An interesting piece from the American Campaigns & Elections site which acts as a salutary reminder that, for all the impressiveness of Obama and his use of the internet, there’s rather more to campaigning:

Two recently released surveys on how Americans perceive brands and make decisions gives us geeky political junkies an idea of how different campaign tactics work to win votes. The first survey, released by Harris Interactive last week, indicates that while adults “use a mixture of traditional media and new media, including those that would constitute ‘push’ (advertising and websites) and ‘pull’ (information from neutral, informal communication),” Americans are persuaded (and informed) most by face-to-face communication.

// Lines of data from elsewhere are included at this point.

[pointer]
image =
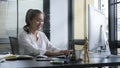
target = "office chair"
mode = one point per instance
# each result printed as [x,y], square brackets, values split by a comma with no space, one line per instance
[14,45]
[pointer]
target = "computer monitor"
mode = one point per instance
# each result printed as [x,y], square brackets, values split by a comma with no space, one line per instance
[96,30]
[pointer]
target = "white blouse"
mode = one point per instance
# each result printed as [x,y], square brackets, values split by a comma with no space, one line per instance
[28,44]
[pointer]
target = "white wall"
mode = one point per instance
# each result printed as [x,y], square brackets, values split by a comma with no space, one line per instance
[59,23]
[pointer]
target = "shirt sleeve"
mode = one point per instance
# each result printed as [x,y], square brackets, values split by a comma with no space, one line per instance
[26,45]
[50,47]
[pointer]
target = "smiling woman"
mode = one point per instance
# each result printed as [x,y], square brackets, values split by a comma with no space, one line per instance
[8,18]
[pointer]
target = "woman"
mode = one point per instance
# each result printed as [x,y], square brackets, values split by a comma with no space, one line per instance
[34,42]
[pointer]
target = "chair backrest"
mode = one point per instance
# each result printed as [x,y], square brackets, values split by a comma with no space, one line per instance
[14,45]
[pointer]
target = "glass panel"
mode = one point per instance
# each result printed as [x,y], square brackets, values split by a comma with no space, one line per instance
[24,5]
[8,18]
[104,9]
[118,21]
[118,0]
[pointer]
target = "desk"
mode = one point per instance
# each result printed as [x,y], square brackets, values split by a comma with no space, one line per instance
[94,62]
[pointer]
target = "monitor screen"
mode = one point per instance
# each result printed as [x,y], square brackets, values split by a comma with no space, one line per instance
[96,29]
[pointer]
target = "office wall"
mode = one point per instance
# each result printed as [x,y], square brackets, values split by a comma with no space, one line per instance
[59,23]
[81,18]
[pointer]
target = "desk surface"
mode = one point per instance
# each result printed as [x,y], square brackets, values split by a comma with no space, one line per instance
[94,62]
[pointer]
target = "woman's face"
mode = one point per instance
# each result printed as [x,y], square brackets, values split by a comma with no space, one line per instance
[37,22]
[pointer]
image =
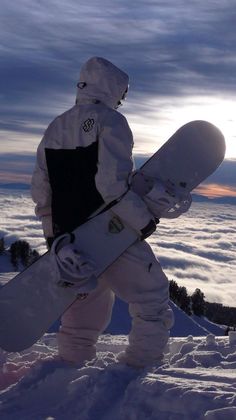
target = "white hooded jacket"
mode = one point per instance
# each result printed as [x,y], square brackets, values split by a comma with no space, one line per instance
[85,157]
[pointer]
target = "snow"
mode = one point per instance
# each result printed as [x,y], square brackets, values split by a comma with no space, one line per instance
[198,381]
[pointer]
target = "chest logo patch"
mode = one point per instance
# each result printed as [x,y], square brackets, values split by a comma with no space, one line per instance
[88,125]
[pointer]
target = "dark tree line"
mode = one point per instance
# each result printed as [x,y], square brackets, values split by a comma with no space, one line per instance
[195,304]
[20,253]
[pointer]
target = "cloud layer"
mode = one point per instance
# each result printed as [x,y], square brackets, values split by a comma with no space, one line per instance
[197,250]
[178,56]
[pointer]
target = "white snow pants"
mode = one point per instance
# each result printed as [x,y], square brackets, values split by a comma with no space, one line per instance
[137,278]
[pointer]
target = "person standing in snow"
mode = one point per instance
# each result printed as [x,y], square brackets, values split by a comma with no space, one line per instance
[83,162]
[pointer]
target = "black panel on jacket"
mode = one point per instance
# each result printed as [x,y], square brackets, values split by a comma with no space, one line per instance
[72,179]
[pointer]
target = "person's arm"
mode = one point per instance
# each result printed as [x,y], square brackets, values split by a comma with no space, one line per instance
[41,191]
[115,164]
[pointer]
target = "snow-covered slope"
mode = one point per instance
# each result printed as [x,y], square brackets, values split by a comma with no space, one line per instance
[198,382]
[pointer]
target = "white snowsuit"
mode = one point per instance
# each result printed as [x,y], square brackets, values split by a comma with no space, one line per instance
[97,142]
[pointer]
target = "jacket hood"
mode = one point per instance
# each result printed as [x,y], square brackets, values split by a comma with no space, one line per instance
[101,80]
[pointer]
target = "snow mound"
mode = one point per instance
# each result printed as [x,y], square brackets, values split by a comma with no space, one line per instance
[198,381]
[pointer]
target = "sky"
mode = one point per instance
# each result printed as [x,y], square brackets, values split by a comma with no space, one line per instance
[197,250]
[181,58]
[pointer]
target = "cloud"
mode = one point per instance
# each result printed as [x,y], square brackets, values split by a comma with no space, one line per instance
[169,50]
[196,250]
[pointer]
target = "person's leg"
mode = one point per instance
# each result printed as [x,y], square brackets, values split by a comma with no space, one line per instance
[82,323]
[137,278]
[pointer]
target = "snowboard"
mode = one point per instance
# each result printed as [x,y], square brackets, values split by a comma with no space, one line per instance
[35,298]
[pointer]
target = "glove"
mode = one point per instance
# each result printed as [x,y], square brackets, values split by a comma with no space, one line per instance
[47,226]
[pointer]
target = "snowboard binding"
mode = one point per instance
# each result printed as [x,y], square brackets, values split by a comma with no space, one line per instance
[167,200]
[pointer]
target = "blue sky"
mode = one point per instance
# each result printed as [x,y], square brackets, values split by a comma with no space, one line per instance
[181,57]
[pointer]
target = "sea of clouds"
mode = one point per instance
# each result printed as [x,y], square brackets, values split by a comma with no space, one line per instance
[197,250]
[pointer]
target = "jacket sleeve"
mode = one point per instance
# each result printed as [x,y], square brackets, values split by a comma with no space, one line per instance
[41,190]
[115,164]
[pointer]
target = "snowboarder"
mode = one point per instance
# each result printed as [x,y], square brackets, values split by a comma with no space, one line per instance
[84,161]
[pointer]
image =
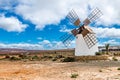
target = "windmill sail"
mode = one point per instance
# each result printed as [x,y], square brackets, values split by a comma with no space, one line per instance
[90,40]
[73,17]
[66,39]
[95,14]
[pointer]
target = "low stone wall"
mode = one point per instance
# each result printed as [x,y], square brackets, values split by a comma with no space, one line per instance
[84,58]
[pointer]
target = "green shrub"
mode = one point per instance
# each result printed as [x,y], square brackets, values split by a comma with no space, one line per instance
[35,57]
[118,68]
[100,70]
[68,59]
[98,53]
[74,75]
[59,56]
[14,58]
[54,59]
[7,56]
[115,59]
[23,56]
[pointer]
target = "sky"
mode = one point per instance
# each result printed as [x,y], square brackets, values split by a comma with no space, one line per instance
[38,24]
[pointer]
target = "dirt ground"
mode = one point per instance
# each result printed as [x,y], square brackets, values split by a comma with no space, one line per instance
[48,70]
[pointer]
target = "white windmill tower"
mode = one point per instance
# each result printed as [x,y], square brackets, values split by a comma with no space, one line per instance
[86,41]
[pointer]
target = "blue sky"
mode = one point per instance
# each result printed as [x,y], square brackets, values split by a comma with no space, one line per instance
[38,24]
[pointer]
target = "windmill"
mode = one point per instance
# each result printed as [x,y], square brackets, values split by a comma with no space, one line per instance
[86,41]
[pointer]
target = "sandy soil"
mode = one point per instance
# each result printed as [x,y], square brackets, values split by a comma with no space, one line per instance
[47,70]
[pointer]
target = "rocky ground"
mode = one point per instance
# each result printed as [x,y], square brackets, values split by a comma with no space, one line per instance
[49,70]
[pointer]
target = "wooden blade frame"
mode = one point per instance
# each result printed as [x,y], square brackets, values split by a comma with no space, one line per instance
[66,39]
[90,40]
[73,17]
[95,14]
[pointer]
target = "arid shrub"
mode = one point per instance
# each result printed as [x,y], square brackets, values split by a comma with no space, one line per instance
[59,56]
[74,75]
[14,58]
[118,68]
[54,59]
[35,57]
[115,59]
[68,59]
[7,56]
[98,53]
[23,56]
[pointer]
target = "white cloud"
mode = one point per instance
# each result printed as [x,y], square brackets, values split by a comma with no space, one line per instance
[64,29]
[39,38]
[22,46]
[107,32]
[11,24]
[46,12]
[112,42]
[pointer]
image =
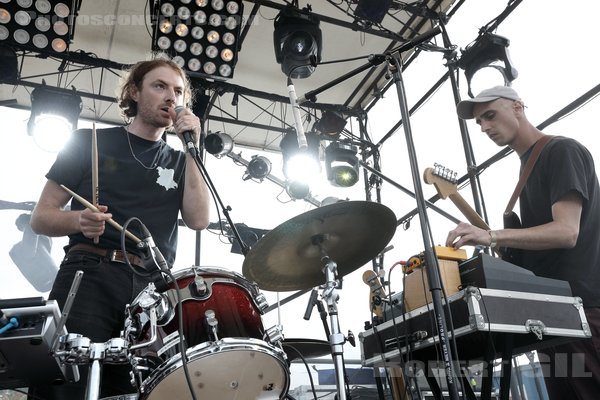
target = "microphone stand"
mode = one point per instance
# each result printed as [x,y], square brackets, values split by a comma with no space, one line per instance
[432,266]
[225,209]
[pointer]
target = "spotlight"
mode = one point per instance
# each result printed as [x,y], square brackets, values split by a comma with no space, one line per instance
[202,36]
[341,164]
[331,123]
[297,190]
[297,39]
[42,25]
[301,165]
[32,256]
[54,115]
[487,51]
[258,168]
[218,144]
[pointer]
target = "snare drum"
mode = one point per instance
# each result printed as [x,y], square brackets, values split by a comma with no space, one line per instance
[223,332]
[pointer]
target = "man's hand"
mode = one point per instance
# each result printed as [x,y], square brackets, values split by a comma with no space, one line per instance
[91,223]
[468,235]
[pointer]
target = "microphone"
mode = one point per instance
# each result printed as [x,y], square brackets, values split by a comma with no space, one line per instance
[302,143]
[155,253]
[188,136]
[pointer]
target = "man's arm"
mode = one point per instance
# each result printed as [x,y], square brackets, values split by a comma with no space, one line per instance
[51,219]
[195,210]
[561,232]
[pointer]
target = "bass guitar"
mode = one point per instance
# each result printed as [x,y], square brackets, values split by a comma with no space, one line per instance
[444,180]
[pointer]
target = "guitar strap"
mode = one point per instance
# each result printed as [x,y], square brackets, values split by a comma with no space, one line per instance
[535,153]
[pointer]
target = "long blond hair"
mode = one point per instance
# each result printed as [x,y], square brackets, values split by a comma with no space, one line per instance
[134,77]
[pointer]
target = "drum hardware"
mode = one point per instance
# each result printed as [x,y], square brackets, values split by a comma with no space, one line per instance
[330,294]
[75,349]
[305,348]
[274,335]
[212,324]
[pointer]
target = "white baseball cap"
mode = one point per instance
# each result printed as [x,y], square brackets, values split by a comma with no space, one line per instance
[464,109]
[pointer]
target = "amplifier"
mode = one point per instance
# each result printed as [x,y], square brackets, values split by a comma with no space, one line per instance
[25,351]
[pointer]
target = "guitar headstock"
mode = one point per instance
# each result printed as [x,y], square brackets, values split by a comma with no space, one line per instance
[376,290]
[444,179]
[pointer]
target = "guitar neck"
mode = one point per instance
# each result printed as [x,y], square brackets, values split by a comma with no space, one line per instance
[467,211]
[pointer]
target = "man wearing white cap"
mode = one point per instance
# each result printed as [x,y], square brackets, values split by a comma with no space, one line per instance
[560,232]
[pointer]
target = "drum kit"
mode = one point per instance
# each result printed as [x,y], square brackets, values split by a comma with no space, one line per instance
[203,337]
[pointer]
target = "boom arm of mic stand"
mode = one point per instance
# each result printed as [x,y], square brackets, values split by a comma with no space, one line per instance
[272,178]
[197,159]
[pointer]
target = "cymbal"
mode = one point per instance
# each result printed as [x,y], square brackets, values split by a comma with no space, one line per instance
[351,234]
[307,348]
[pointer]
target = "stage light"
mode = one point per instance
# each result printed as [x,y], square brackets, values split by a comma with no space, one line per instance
[341,164]
[32,256]
[54,115]
[331,123]
[41,25]
[297,190]
[201,36]
[297,39]
[300,165]
[488,51]
[218,144]
[258,168]
[372,10]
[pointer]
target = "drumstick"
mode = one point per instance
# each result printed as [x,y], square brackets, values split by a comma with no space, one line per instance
[95,172]
[92,207]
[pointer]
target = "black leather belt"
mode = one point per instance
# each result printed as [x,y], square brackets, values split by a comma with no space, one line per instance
[110,254]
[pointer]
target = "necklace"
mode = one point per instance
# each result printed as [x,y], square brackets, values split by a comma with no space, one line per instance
[154,162]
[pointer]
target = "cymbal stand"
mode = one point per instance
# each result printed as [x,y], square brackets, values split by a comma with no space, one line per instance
[336,338]
[432,266]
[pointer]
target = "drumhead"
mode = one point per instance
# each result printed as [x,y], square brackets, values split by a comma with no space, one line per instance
[231,368]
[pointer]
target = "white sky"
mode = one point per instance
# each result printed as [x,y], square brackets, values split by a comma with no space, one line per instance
[552,45]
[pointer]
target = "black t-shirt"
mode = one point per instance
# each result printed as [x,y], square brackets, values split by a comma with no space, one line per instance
[153,193]
[565,166]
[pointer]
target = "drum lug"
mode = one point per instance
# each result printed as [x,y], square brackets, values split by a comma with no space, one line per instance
[274,335]
[261,302]
[211,324]
[200,285]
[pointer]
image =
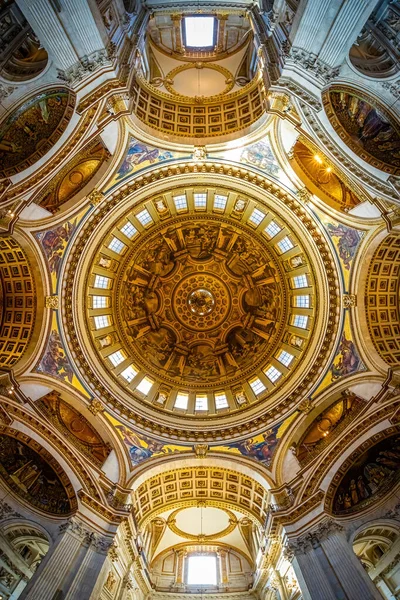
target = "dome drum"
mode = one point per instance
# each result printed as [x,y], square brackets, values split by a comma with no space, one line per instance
[202,316]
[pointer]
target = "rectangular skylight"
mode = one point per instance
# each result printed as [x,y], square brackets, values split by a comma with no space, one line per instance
[272,229]
[221,401]
[100,301]
[257,386]
[102,321]
[273,374]
[144,217]
[145,385]
[117,358]
[102,282]
[302,301]
[180,202]
[300,281]
[200,200]
[220,201]
[300,321]
[199,32]
[256,216]
[285,244]
[129,373]
[181,401]
[202,570]
[285,358]
[201,403]
[129,230]
[116,245]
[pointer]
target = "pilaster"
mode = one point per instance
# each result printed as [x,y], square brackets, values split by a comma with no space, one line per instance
[72,565]
[327,568]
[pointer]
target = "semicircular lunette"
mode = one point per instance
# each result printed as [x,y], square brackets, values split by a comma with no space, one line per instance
[31,130]
[366,126]
[367,476]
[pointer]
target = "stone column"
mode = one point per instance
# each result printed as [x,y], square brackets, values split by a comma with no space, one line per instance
[344,31]
[177,26]
[45,22]
[223,567]
[179,579]
[327,568]
[72,565]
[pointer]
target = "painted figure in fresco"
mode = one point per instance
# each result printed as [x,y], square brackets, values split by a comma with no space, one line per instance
[368,126]
[260,155]
[139,153]
[53,243]
[136,448]
[348,241]
[263,450]
[30,475]
[55,362]
[374,471]
[349,360]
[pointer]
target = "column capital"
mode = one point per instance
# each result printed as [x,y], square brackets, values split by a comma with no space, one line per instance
[312,538]
[87,536]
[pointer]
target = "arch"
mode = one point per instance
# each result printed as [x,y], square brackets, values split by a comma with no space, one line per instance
[365,125]
[33,128]
[368,474]
[382,300]
[34,475]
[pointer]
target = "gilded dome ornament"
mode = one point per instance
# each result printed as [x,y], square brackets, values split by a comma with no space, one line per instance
[207,313]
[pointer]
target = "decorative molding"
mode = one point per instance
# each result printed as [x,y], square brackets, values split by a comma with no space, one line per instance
[86,66]
[312,539]
[310,62]
[6,512]
[87,536]
[262,183]
[349,300]
[6,90]
[52,302]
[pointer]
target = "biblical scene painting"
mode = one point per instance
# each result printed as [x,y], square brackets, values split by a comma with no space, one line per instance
[55,362]
[260,447]
[367,128]
[259,155]
[33,128]
[347,359]
[54,243]
[140,155]
[32,477]
[74,426]
[73,177]
[320,178]
[143,447]
[346,241]
[372,475]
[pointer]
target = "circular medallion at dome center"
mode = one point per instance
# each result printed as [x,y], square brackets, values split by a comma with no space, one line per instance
[201,301]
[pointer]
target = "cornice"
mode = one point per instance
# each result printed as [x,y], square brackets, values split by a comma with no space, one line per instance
[159,175]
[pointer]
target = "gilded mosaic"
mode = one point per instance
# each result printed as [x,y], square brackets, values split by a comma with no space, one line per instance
[365,126]
[33,128]
[201,300]
[36,477]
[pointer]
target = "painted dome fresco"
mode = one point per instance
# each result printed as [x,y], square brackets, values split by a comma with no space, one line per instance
[33,128]
[365,126]
[199,315]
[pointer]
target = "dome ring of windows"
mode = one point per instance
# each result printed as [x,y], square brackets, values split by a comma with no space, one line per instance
[149,352]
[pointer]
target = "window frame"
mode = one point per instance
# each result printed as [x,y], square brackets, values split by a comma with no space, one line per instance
[199,48]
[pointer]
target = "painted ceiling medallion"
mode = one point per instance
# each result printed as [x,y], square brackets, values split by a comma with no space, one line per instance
[199,302]
[366,126]
[199,315]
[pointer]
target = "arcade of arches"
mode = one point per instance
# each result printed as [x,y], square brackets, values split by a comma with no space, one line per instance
[199,300]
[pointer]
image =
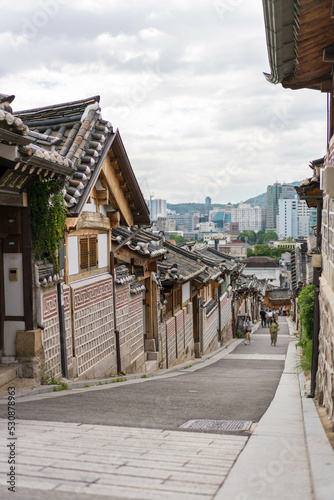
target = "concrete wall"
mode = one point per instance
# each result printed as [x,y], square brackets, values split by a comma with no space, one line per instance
[209,329]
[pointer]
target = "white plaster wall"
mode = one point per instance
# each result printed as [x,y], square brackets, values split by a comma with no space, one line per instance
[13,289]
[89,207]
[10,329]
[103,250]
[73,255]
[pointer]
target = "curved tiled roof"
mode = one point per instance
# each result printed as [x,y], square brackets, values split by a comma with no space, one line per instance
[77,132]
[260,262]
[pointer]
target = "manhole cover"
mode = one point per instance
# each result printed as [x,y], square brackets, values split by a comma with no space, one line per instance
[223,425]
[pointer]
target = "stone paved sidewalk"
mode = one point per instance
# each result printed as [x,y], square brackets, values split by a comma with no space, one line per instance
[118,462]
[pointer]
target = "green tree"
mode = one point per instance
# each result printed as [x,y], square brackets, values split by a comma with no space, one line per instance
[260,237]
[250,235]
[262,250]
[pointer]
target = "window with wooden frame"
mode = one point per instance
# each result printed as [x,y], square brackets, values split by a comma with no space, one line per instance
[87,253]
[177,298]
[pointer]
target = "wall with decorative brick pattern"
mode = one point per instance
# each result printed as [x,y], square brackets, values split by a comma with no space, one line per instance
[325,375]
[50,334]
[171,341]
[180,344]
[130,323]
[209,331]
[226,318]
[68,328]
[93,323]
[188,331]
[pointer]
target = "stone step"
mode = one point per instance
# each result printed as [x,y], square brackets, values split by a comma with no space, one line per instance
[152,355]
[151,366]
[8,373]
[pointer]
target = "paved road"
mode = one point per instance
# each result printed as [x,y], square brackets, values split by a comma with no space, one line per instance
[237,387]
[139,451]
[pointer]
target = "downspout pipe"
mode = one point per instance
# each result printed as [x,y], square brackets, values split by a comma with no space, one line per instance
[316,317]
[116,331]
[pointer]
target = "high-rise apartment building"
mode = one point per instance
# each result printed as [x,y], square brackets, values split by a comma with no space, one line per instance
[249,218]
[274,193]
[158,208]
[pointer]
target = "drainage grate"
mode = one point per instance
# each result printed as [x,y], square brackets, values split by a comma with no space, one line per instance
[222,425]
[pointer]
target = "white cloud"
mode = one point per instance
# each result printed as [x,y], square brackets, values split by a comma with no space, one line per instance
[183,84]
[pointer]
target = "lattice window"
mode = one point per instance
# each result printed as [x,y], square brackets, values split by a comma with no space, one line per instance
[88,253]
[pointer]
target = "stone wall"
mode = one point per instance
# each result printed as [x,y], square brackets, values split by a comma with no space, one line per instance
[93,326]
[180,341]
[209,330]
[68,329]
[188,332]
[50,334]
[171,341]
[325,375]
[129,308]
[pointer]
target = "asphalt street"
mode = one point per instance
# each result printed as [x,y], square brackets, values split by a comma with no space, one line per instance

This means that the time, the resources and the importance the campaign places on attracting Facebook friends, posting video-blog clips and tweeting every move the candidate makes still cannot move voters the way volunteers knocking on doors can. A closer look at the survey data shows that younger voters—those you would expect to be most swayed by the widget, blog and tweet strategy—are even more moved by face-to-face communication than their older counter-parts despite being heavier users of Facebook, LinkedIn, MySpace and Twitter. This is a strong reason to keep door-to-door at the top of your campaign’s priority list!

The second survey that caught my eye last week, released by WorkPlace Media, reveals that Americans’ perception of a brand remains largely unchanged by social network presence. This reinforces the necessity of traditional media (TV, radio and direct mail) and face-to-face communications (events and door-to-door) as the primary method to build your candidate’s brand. Your campaign’s social network and web presence will only reinforce the candidate’s brand perception and does little to actually frame it.

Before anyone rushes to junk their website and laugh in the face of the nearest Twitterer, it’s worth remembering the interlinked nature of online and offline campaigning.

There’s plenty of evidence from the UK too that the internet is a very limited tool when it comes to reaching large national audiences of voters. But what it’s really powerful for are reaching local audiences – many councillors, for example, have email lists for residents running in the hundreds when they themselves are also elected by vote totals in the hundreds – and for reaching particular key audiences such as members, possible members and the media. They in turn get to voters: through the door knocking, leaflet delivery, newspaper stories, radio interviews and so on.

The internet works best where it is a supplement to traditional campaigning, just as leafleting and canvassing both work best when they supplement to each other.